Das Zeitzimmer

Höhlenartig braun oder doch ganz perfekt gestrichen? Warum die Wohnung von M. nur als Trugbild existiert

Wenn ich M. besuchte, verlief ich mich oft im Treppenhaus. Das lag wohl daran, dass ich nur alle paar Monate vorbeikam und seine Wohnung überhaupt höhlenartig war. still und halbdunkel irgendwie, in Erdtönen gestrichen, außerhalb der Zeit, die im Leben eines allein lebenden Arbeitslosen um die fünfzig nicht so ruckartig, sondern eher gemächlich vergeht. Deshalb hatte man in seiner Wohnung immer das Gefühl, in einer Erdgeschosswohnung zu sein und wenn man sie verließ, wunderte man sich, dass man im zweiten Stock gewesen war. Und wenn man ihn wieder besuchte, erinnerte man sich an dieses Gefühl der Verwunderung und meinte – weil sich die Verwunderung in der Erinnerung vergrößert hatte - M.s Wohnung müsse unter dem Dach liegen.

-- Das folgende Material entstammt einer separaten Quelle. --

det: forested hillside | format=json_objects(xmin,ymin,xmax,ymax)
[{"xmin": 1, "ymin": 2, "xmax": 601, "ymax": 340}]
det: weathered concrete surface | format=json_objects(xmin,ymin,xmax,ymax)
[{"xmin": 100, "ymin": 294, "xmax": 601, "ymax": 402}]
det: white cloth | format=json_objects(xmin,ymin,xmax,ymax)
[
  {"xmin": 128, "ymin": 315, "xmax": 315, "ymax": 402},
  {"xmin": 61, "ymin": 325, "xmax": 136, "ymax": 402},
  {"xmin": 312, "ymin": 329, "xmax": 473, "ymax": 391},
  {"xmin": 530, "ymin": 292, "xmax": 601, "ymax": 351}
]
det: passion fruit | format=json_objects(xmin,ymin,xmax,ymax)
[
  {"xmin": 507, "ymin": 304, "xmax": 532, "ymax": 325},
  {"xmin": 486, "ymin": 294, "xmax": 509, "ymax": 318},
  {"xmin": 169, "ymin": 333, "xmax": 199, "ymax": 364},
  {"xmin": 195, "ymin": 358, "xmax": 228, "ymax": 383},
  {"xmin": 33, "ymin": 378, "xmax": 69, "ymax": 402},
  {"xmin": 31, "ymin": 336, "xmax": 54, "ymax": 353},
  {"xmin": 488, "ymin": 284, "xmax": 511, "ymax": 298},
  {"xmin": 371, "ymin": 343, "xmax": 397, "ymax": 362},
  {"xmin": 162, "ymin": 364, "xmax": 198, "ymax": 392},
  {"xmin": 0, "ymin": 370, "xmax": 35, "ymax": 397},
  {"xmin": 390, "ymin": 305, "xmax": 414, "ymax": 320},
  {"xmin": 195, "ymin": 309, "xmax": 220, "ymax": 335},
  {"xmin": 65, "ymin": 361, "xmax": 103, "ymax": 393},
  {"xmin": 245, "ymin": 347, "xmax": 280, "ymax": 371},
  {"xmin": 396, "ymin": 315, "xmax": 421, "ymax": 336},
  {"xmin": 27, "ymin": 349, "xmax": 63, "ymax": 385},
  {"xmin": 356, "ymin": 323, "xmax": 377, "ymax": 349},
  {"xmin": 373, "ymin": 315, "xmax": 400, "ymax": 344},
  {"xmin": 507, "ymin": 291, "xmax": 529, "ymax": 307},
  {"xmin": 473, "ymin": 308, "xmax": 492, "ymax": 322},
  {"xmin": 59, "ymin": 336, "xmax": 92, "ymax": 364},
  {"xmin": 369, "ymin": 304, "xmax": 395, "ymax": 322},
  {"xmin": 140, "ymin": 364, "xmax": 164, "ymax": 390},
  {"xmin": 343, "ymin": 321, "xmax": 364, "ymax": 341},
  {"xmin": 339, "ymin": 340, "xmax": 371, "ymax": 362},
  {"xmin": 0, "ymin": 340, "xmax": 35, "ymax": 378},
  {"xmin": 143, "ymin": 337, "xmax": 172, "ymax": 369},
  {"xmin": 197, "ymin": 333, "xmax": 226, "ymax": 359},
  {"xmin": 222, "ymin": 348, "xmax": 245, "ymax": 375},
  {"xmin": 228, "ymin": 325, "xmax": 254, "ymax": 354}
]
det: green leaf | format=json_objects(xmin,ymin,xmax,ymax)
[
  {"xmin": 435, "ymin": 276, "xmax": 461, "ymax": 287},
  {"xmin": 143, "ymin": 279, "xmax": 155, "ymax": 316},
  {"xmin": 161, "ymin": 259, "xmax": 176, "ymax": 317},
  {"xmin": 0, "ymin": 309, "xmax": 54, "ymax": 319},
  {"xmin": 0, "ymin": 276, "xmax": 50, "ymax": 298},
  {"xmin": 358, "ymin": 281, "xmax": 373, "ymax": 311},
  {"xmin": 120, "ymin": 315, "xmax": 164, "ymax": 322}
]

Er wartete ja auch nie an der geöffneten Tür, sondern ließ sie einen Spalt offen stehen, in der Annahme, man werde den Weg schon in sein Zimmer finden. Meist ging ich jedenfalls zunächst in den vierten Stock, schüttelte dort, verwundert über meine Vertrottelung, den Kopf und ging dann wieder dahin, wo er in Wirklichkeit wohnte.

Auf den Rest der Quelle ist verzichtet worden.